Securing The Nation’s Utility Sector
The utility sector presents a unique security challenge because its physical infrastructure is intertwined with the virtual systems being used to automate processes and provide security. This interdependence is called a physical-cyber convergence, and it presents utility security risks within the utility industry. A disruption of one portion of these systems could very well affect the other, causing loss of power, destruction of equipment, and damage to devices throughout the grid. When considering the problems they will need to address, utility companies should focus on five key areas of risk:
Risk #1 – Securing Critical Infrastructure And The Grid
The critical infrastructure that makes up the energy sector keeps the nation’s lights on and plays a vital role in our economy. However, our energy and utility infrastructures are experiencing a shift toward the use of smart technologies, which often creates new utility security risks within the sector. Aging operational technologies (such as Industrial Control Systems and SCADA) are prime targets for criminals as they are connected to wider networks. Ransomware, malware, and attack campaigns by savvy cybercrime groups could easily cause mass outages of the nation’s grid. Experts within the field estimate that some components of the country’s energy grid are more than a century old – twice its usable life expectancy of 50 years. As this old infrastructure wears out, it becomes vulnerable to digital threats, especially if the aging technology is being linked to advanced technology without proper upgrades. This means that there may not be much standing between the grid and a crisis.
Risk #2 – IoT and Cyberphysicl attacks
In the past several years, cyber threats to utility providers have grown in number and sophistication. One of the key reasons for this spike in cyberattacks is the increase in the use of internet-enabled devices and wireless sensor networks by energy and utility providers. Traditional energy systems are based on the use of cyber-physical systems, but advances in technology have introduced the Internet of Things (IoT) and the idea of controlling physical systems through digital methods. Mobile apps have become popular with energy providers, which presents unique utility security risks across the sector. These risks include espionage, data breaches, vandalism, physical damage, and data tampering. As a result of the increased use of these wireless data connection systems, utility providers must adapt their security measures and upgrade systems accordingly.
Riks #3 – Automation, AI, And Privacy
Advances in technology are being used by the energy sector to streamline processes and operations. These advances include cloud computing, big data, robotics, and artificial intelligence (AI). Such automation certainly creates more efficient procedures, but it also brings about new security and privacy concerns as AI captures sensitive personal information to build optimized systems. The aggregation of all the data collected means new concerns in terms of privacy and requires utility providers to guard against data breaches and cyberattacks in order to protect consumers.
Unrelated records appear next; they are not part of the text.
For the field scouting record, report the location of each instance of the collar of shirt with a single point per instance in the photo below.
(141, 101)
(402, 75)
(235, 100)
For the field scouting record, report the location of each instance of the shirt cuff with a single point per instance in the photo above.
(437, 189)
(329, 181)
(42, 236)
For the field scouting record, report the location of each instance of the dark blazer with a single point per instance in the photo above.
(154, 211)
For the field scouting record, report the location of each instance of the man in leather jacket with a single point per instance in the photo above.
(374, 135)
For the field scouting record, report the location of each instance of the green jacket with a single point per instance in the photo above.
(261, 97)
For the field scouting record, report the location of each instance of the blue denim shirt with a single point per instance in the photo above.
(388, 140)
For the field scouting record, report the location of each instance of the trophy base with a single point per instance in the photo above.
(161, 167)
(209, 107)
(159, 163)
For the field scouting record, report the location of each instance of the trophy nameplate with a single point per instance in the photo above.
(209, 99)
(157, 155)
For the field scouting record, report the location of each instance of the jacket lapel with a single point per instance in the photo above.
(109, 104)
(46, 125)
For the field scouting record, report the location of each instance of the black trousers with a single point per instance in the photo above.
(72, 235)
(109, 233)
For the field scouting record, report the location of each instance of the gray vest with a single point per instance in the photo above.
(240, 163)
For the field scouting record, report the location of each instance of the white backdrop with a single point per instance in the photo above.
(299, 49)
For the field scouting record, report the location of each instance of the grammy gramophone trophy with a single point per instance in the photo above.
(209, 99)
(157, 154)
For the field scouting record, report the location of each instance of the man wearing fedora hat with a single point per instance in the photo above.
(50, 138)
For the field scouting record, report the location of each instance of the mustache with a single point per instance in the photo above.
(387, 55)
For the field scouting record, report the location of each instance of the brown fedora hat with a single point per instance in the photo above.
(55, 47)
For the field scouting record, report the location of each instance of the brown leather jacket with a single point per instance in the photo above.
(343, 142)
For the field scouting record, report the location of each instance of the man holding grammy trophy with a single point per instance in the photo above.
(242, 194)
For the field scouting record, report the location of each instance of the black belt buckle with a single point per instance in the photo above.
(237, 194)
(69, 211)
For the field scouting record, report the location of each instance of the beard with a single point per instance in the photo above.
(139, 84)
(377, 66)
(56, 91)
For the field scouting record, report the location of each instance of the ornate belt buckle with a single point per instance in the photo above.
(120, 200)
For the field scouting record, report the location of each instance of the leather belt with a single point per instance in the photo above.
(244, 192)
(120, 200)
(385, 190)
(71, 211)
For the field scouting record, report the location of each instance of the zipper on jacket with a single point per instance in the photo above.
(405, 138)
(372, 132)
Risk #4 – Security Skills Shortage And Employee Training
Utility companies have been in operation for decades, and are part of a well-established, traditional industrial sector. Their daily operations included minimal security, but now – with the increase in cyber threats around the globe – they must adapt to an increasingly complicated technology environment that necessitates increased security measures. As the industry changes, utility operators much acknowledge the need for different security teams and be willing to invest in the training of employees to guard against phishing attempts or other insider threats that could derail operations and affect the grid.
Risk #5 – Securing The Supply Chain
The increasing use of connected services within the supply chain has complicated the delivery and receipt of products across the nation. Utility providers are especially vulnerable to cyberattacks within the supply chain and need to be aware of the unique threats up and down the chain. These threats include the disruption of services provided by power plants and clean energy generators after a ransomware attack; a large-scale disruption of power to customers through a cyberattack that remotely disconnects services; the disruption of substations leading to regional loss of services; and the theft of customer information over an unsecured network.
Mitigating Utility Security Risks
The cost of upgrading outdated technology is prohibitive to many operators, but the outdated technologies being used have led to security breaches for many utility companies. As utility providers increase their use of technology to automate operational processes, they must keep in mind the importance of putting in place digital defense measures to mitigate utility security risks and invest in the training of all employees to ensure cyber security breaches do not occur. At the same time, it’s worth investing in physical security measures to maintain the integrity of the nation’s energy grid and connected networks. Good physical security can help ensure the integrity of sensitive areas such as data centers and substations. By paying attention to both the physical and cyber security measures they have put in place, utility operators can guarantee the security of their data as well as the integrity of the nation’s energy grid.